Slack has fixed a critical remote code execution (RCE) vulnerability in its desktop app which could have allowed a remote attacker to take control over the app and steal users' confidential information from the device.
The flaw in the popular collaboration app was discovered in January by an independent security researcher who reported it to Slack via the HackerOne bug bounty platform.
In his bug report, the Oskars Vegeris (who goes by the name "oskarsv" on HackerOne) warned that threat actors could create an exploit for this flaw to gain full remote control over the Slack desktop app and then enjoy access to private conversations, channels, passwords, keys and tokens, and various functions within the app.
Not only that, the attackers could also make their attack "wormable". In other words, if one member of a particular team got infected, their account would automatically re-share the payload to other members of the team.
He explained that to exploit the bug, an attacker would first need to upload a booby-trapped image with the RCE payload on their HTTPS-enabled server. Then, they could create a Slack post with an HTML injection containing the attack URL pointing to that payload.
Following that, the attacker would just need to share the post with a public Slack channel or user.
Once a user clicks on the booby-trapped image, the code will be executed on the victim's machine.
Vegeris said that Slack for desktop (4.2, 4.3.2) versions (Mac/Windows/Linux) were affected by the vulnerability.
While analysing weaknesses in Slack, Vegeris also discovered that emails, when sent as plaintext, are stored unfiltered on Slack servers.

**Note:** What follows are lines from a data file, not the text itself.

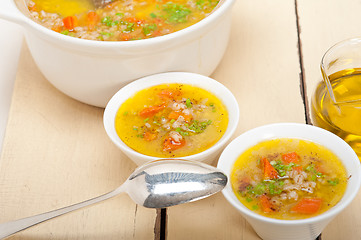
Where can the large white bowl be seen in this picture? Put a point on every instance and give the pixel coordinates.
(275, 229)
(219, 90)
(93, 71)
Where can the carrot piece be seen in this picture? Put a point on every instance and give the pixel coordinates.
(138, 21)
(56, 28)
(308, 206)
(297, 168)
(169, 144)
(266, 204)
(149, 136)
(243, 183)
(125, 36)
(70, 22)
(167, 94)
(92, 19)
(151, 111)
(175, 115)
(269, 172)
(290, 157)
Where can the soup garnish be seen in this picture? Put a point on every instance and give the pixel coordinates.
(288, 179)
(171, 120)
(121, 20)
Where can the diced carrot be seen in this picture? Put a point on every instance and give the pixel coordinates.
(111, 5)
(297, 168)
(320, 169)
(175, 115)
(169, 144)
(138, 21)
(56, 28)
(32, 8)
(290, 158)
(151, 111)
(308, 206)
(269, 172)
(92, 19)
(167, 94)
(244, 183)
(266, 204)
(70, 22)
(125, 37)
(149, 136)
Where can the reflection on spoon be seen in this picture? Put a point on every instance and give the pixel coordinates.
(158, 184)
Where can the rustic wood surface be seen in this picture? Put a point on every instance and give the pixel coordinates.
(56, 152)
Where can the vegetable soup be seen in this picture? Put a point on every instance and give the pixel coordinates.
(171, 120)
(288, 179)
(121, 20)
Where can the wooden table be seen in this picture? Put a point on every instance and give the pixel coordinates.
(56, 152)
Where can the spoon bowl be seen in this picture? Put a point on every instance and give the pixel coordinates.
(157, 184)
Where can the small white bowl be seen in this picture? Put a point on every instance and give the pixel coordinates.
(269, 228)
(194, 79)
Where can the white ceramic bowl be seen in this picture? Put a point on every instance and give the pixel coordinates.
(272, 229)
(92, 71)
(219, 90)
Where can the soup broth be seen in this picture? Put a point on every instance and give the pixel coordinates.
(288, 179)
(121, 20)
(171, 120)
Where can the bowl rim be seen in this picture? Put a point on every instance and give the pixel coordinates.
(275, 127)
(218, 12)
(171, 77)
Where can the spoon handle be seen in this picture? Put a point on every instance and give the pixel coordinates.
(9, 228)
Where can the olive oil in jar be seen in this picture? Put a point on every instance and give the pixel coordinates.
(343, 119)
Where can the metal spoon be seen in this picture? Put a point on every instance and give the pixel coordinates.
(158, 184)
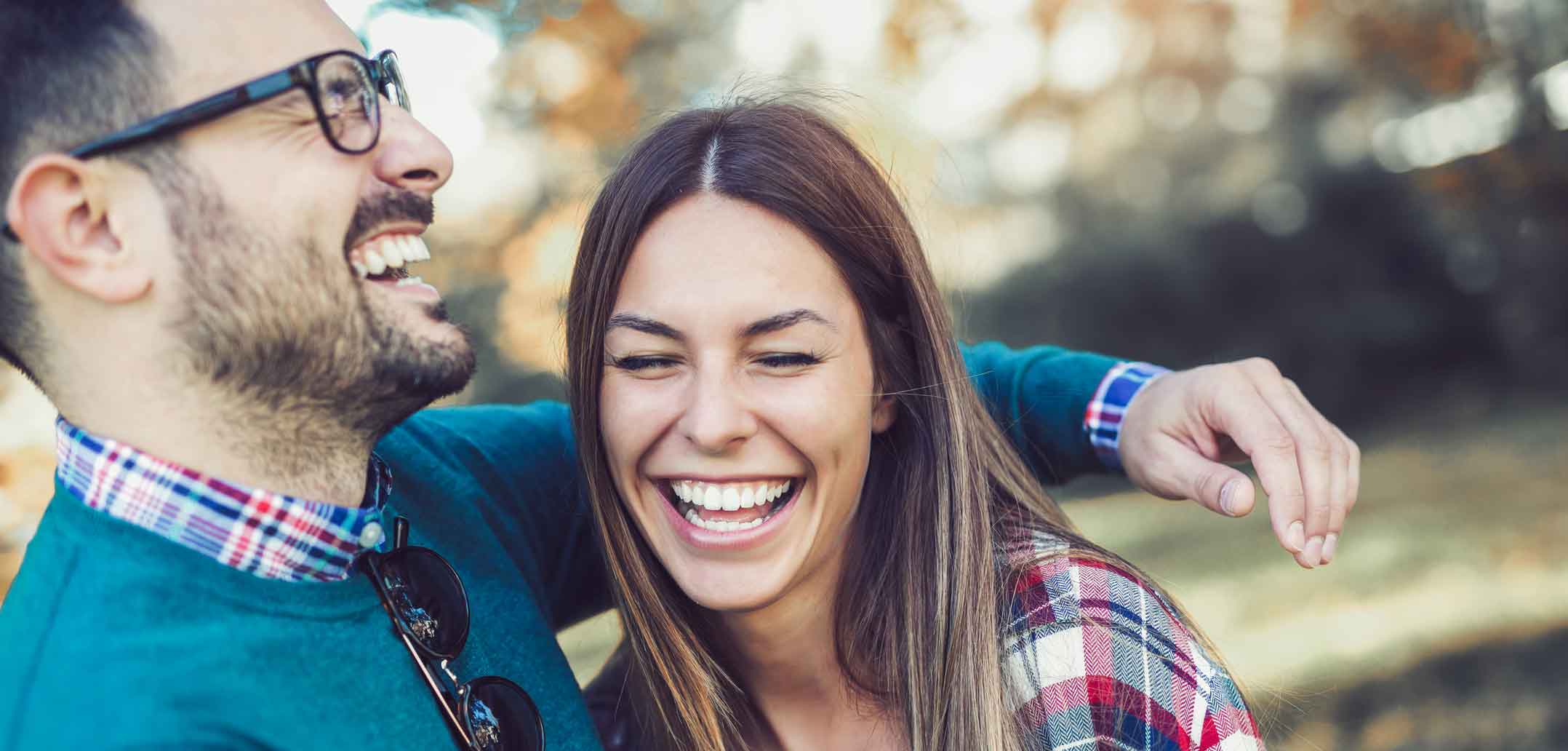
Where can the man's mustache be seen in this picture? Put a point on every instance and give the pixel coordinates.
(386, 209)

He warned that hackers could abuse this situation to store the RCE payload without requiring to own their own hosting.
"Since it's a trusted domain, it could contain a phishing page with a fake Slack login page or different arbitrary content which could impact both security and reputation of Slack," he said.
"There are no security headers or any restrictions at all as far as I could tell and I'm sure some other security impact could be demonstrated with enough time."